In Madrid they could not find lodging, so backtracked to Aranjuez "where Paul [Bowles] had said to stop in the first place."

And finally coming across the French frontier, just outside of Biarritz on Sunday morning a German car with a Spanish family ran into us. They crossed over into our lane and left fenders smashed. Their car being new was very damaged, the way new cars can be. Ours is just the fender. But Dris banged his head on the rear view mirror which broke and he got a cut on his eyelid. They took him to a doctor who did nothing but call an ambulance and he was taken away to Bayonne without passport or money, while I was left in a state of shock at the scene of the accident surrounded by kindly gendarmes. D. had whispered to me he was all right and just thought this was the way to our fortune, and maybe it was but neither of us could go through with it. The car was finally hauled into a garage and the cops said for one franc I could get a bus to Bayonne, but all I had was foreign money and no place to change it, being Sunday, and when I told them this they shrugged and left me. So I had to walk all the way into Biarritz and finally changed pesetas at a hotel, went to Bayonne and found that Dris had run away from the hospital. It took me all day to find him because the last place I thought to look was the police. But he was there, having gone to them and insisted they feed him and take care of him. So they did.

The car was left in Biarritz for repairs and they took the train on to London.

A venerologist in London quickly diagnosed Dris's foot disease as Breit's Disease, a result of VD, which affects the joints. (Alfred noted that he thought he'd had the disease since contracting it in Paris in 1954.) The problem, according to the doctor, usually cleared up when the VD itself is taken care of, and since Dris showed no signs of VD, they assumed it would soon disappear.

The trip back down to Tangier evidently was uneventful. They picked up the car in Biarritz and drove it down through Spain to La Linea, where they crossed the Straits. They had not fixed the car in France as the value of the car there was less than the value of the fender. On his return, on August 2, he reported to Glass, back in London, that the "trip down was calm and lovely. . . . The car is here and the fender is still in the back seat, and I am blackmailing my insurance man, so he will blackmail the other insurance company. I should be at the police now and I should be looking for a garage, but I'm sitting here writing you."
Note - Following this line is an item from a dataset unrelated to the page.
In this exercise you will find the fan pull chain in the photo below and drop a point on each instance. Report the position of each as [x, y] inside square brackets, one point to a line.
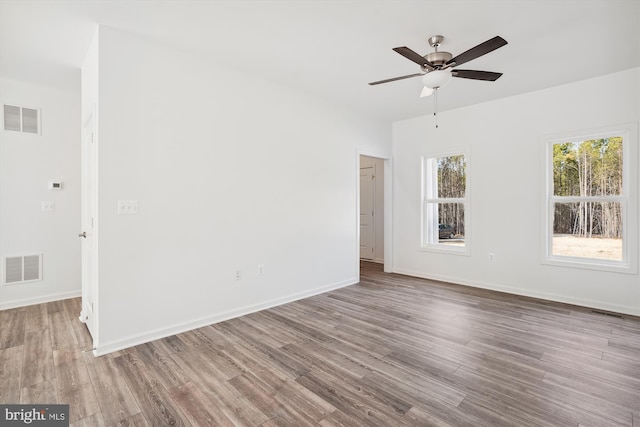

Meantime, Susan Sontag visited, Alfred went a bit nutty, and Dris's foot got better. On September 17 he is writing again to Field:

I don't have a driving license anymore. My NY one is valid only in NY. (They got me. Maybe all the crazy letters I've written in the past have finally ended up in one dossier.) My international one isn't valid at all. And I failed the Moroccan one and can't try again for six months. Dris took his first test today and failed, and I'm furious since I paid 26,000 francs to an auto school. He'll take his next test Saturday. You fail if you miss one sign on the cardboard. I think they want them to fail so that we won't have the use of the car. I think I'm persona non grata in Tangier.

The car, then, is put in storage. On October 8 Alfred tells Norman Glass that he'll have to sell the car if Dris doesn't pass his driving test. Though I've found no record, apparently he does sell the car before leaving Morocco for New York in December.

* * *

"And Alfred was kicked out of Tangiers because of his driving?" Ted Solotaroff asked me during my interview with him.

"Is that what you heard? His driving?" I replied.

"At first I said, 'How could anyone possibly be kicked out of Tangier? What could you possibly do to be kicked out?' And it was either Edward or someone else who knew Alfred who said he would get high and then drive. He had this crazy old car and he would drive it in a way that was a menace to life and property and finally he just accumulated. . ."

That's one story.

* * *

Alfred never again owned an automobile after his escapades in Morocco. As he darted about from Morocco to New York, to California, to Capri, to Paris, to Jerusalem, to New York, to Athens and back to Jerusalem, he gave the reins over to airline pilots and taxi-drivers.